Secondo uno studio di Bloomberg Economics condotto da Dan Hanson il conto, a fine 2019 è stato pari a 170 miliardi di dollari di Pil in meno, e altri 70 si aggiungerebbero in questo 2020 il cui si vedrà finalmente ufficializzato il recesso del Regno Unito dall’Ue.
Nel dettaglio, la crescita del Pil è scesa dal 2 all’1% negli anni successivi al voto sulla Brexit. Tenendo conto delle performance degli altri Paesi del G7 Hanson stima che, a causa dell’esito del referendum, l’economia britannica produce circa il 3% in meno rispetto a quanto non avrebbe fatto in caso di vittoria del Remain.

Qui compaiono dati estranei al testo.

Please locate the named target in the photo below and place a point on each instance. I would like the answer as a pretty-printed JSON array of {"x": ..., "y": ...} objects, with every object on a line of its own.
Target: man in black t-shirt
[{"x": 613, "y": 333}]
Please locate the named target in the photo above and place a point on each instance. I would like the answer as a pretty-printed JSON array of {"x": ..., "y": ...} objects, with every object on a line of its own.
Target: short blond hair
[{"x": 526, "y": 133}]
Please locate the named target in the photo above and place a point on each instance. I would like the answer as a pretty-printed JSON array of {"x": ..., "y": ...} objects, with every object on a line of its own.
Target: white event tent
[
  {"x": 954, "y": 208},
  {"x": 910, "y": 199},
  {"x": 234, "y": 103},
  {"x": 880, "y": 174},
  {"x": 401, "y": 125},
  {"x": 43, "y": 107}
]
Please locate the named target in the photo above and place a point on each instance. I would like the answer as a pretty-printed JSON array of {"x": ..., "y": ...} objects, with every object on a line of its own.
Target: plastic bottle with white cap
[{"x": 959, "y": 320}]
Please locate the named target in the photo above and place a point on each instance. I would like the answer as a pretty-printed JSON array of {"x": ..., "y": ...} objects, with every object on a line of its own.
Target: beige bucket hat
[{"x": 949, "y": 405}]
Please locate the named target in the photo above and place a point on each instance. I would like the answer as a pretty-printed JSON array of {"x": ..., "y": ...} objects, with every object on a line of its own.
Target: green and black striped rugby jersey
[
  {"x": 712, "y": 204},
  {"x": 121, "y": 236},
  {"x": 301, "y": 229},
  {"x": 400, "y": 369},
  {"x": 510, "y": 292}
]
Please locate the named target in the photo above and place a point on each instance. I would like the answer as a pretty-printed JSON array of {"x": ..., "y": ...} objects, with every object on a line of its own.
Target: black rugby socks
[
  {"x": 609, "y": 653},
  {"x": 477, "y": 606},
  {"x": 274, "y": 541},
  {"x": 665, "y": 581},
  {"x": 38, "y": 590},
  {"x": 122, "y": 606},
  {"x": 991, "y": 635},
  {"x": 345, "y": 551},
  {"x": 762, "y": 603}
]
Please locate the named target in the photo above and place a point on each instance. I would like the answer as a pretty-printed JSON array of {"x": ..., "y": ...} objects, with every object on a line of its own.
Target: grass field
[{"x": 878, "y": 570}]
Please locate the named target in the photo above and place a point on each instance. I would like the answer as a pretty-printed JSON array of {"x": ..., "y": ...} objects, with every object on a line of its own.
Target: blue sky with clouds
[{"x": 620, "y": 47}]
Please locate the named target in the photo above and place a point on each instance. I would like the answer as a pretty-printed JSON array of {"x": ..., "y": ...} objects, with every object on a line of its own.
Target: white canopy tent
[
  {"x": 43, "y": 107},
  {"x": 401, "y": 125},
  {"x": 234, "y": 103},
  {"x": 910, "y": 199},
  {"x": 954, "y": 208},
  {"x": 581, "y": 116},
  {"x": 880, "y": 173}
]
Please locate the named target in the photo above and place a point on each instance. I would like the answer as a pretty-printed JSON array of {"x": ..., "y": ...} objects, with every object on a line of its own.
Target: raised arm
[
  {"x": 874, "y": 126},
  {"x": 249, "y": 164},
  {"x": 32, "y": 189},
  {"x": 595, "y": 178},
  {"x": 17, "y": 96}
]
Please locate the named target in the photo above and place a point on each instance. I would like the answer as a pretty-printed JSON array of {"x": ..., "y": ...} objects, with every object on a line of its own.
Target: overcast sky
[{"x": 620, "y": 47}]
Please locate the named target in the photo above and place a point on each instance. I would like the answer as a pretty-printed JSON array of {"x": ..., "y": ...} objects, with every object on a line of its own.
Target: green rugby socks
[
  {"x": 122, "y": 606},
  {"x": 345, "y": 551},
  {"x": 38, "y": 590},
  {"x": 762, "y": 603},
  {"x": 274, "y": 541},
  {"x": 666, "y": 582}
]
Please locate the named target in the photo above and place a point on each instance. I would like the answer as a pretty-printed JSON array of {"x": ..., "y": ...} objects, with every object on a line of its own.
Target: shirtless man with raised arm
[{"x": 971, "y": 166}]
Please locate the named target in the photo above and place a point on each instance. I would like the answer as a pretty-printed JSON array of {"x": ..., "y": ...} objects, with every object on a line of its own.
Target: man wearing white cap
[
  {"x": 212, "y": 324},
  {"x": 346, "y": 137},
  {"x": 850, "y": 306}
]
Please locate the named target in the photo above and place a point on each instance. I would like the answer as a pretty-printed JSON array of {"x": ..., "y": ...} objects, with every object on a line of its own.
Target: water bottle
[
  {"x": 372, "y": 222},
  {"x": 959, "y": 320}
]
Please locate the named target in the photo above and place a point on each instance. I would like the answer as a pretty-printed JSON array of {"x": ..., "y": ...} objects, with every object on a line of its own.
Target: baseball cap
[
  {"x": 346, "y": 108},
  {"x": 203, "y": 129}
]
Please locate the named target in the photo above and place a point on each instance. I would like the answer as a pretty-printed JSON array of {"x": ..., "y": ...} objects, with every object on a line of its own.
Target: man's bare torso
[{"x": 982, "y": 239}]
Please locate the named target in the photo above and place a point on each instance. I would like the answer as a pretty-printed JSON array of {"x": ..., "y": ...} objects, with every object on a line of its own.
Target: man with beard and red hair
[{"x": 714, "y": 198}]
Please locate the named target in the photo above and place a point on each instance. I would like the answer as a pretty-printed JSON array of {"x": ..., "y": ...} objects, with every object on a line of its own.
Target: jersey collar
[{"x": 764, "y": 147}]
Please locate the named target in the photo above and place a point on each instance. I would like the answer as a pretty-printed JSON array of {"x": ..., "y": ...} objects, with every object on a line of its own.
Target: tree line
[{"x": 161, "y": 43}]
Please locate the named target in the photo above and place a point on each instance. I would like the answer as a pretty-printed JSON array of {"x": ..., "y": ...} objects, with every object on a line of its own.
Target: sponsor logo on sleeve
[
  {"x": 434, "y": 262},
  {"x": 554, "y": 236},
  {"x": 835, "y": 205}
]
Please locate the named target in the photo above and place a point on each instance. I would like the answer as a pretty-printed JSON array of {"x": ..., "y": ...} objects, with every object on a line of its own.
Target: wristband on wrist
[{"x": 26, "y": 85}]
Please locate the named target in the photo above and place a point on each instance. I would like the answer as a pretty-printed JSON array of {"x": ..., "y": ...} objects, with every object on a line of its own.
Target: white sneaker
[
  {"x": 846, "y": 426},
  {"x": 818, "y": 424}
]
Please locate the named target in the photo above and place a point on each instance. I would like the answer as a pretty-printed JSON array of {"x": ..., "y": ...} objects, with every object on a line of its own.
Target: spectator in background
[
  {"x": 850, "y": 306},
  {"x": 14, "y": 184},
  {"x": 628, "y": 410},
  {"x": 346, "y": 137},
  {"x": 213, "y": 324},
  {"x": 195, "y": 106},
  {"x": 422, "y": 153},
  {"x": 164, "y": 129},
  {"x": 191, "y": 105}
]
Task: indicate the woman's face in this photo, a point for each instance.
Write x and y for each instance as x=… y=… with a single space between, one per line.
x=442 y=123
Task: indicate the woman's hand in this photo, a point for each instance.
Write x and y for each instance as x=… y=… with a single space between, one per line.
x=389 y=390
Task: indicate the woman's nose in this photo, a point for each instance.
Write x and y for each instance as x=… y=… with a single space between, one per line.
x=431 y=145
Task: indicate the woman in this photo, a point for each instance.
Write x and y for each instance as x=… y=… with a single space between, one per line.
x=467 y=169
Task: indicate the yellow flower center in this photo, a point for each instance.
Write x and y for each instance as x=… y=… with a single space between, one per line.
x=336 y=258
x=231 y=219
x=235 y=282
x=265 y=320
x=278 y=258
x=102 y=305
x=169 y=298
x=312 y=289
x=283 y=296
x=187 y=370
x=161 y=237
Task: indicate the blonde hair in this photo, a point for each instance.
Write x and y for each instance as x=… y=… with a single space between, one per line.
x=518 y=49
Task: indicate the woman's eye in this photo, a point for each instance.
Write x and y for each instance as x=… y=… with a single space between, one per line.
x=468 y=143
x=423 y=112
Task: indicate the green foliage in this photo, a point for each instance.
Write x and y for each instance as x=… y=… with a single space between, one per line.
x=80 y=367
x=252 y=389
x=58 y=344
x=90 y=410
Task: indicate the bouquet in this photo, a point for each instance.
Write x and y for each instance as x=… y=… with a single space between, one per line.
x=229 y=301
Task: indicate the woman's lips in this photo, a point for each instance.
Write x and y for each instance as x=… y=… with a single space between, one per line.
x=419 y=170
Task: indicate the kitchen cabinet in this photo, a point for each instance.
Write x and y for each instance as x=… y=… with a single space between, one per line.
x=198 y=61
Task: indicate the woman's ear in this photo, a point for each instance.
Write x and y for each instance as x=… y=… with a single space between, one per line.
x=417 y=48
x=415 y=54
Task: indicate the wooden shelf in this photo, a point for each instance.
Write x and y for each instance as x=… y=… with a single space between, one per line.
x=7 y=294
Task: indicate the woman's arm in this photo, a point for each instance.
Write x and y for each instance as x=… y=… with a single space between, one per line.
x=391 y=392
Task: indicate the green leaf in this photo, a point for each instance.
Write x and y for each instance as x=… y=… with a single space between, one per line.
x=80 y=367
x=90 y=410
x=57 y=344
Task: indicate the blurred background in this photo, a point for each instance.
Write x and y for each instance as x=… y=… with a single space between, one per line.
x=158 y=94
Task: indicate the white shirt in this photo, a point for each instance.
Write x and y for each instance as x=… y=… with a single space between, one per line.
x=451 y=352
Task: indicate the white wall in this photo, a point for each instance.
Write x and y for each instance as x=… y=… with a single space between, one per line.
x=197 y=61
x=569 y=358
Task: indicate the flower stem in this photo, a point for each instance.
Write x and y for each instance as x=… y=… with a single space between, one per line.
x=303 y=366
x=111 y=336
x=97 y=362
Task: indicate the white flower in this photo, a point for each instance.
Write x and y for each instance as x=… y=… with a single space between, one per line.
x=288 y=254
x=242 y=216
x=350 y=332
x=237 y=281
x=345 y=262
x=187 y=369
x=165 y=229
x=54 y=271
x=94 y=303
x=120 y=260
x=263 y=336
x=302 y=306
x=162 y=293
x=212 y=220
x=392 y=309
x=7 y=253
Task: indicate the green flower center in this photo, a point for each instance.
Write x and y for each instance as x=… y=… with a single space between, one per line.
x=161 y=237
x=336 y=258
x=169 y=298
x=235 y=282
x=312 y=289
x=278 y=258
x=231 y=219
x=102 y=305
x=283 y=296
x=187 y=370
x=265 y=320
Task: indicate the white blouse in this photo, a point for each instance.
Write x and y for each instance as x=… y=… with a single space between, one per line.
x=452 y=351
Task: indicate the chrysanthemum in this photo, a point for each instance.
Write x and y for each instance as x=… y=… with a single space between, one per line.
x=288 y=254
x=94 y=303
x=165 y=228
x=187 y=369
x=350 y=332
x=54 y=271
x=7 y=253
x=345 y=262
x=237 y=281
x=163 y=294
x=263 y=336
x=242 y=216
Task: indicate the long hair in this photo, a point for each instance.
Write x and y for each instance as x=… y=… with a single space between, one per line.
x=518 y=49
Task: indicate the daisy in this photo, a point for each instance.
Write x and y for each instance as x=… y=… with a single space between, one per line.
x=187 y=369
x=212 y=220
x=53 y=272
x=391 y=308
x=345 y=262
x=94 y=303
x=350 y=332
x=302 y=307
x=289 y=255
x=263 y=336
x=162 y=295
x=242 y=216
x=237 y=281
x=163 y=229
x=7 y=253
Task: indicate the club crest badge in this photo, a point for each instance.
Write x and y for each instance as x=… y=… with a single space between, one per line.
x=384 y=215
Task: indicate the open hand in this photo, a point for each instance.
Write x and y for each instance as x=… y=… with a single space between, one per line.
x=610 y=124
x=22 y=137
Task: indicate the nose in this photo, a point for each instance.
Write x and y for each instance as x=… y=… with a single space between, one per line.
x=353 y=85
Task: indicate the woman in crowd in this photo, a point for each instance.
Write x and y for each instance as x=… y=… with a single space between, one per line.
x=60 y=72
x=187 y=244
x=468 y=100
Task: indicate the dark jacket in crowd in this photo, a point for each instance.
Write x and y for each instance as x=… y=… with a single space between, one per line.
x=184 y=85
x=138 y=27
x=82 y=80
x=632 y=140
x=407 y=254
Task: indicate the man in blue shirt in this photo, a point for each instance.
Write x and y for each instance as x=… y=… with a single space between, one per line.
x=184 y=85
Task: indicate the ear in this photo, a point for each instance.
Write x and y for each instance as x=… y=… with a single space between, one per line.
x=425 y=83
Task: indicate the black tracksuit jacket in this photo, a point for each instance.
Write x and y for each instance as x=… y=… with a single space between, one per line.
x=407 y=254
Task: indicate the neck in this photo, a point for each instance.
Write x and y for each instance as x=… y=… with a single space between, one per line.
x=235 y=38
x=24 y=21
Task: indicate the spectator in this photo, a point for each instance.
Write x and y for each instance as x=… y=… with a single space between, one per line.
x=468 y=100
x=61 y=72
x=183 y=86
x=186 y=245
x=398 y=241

Nell’immediato, gli effetti della vittoria della Brexit non furono particolarmente pronunciati, grazie al buon andamento dei consumi interni; in seguito, però, la svalutazione della sterlina ha favorito un aumento dell’inflazione che ha contribuito a ridurre il potere d’acquisto dei britannici. Quello che invece non sembra essere cambiato è il trend discendente del tasso di disoccupazione, proseguito in modo pressoché lineare portandosi all’attuale 3,8% (a inizio 2016 superava il 5%).
Brexit, conseguenze nel 2020 e oltre
Gli strascichi della Brexit non si fermeranno al 2020, comunque. Molto dipenderà dagli accordi che verranno raggiunti fra Ue e Regno Unito, dai quali dipenderanno una maggiore o minore facilitià negli scambi.
“Mentre il Regno Unito cerca un compromesso nelle nuove relazioni commerciali con l’Ue e affronta la sfida della produttività che ha ostacolato la crescita dalla crisi finanziaria, è probabile che il costo annuo della Brexit continui ad aumentare”, ha concluso Hanson.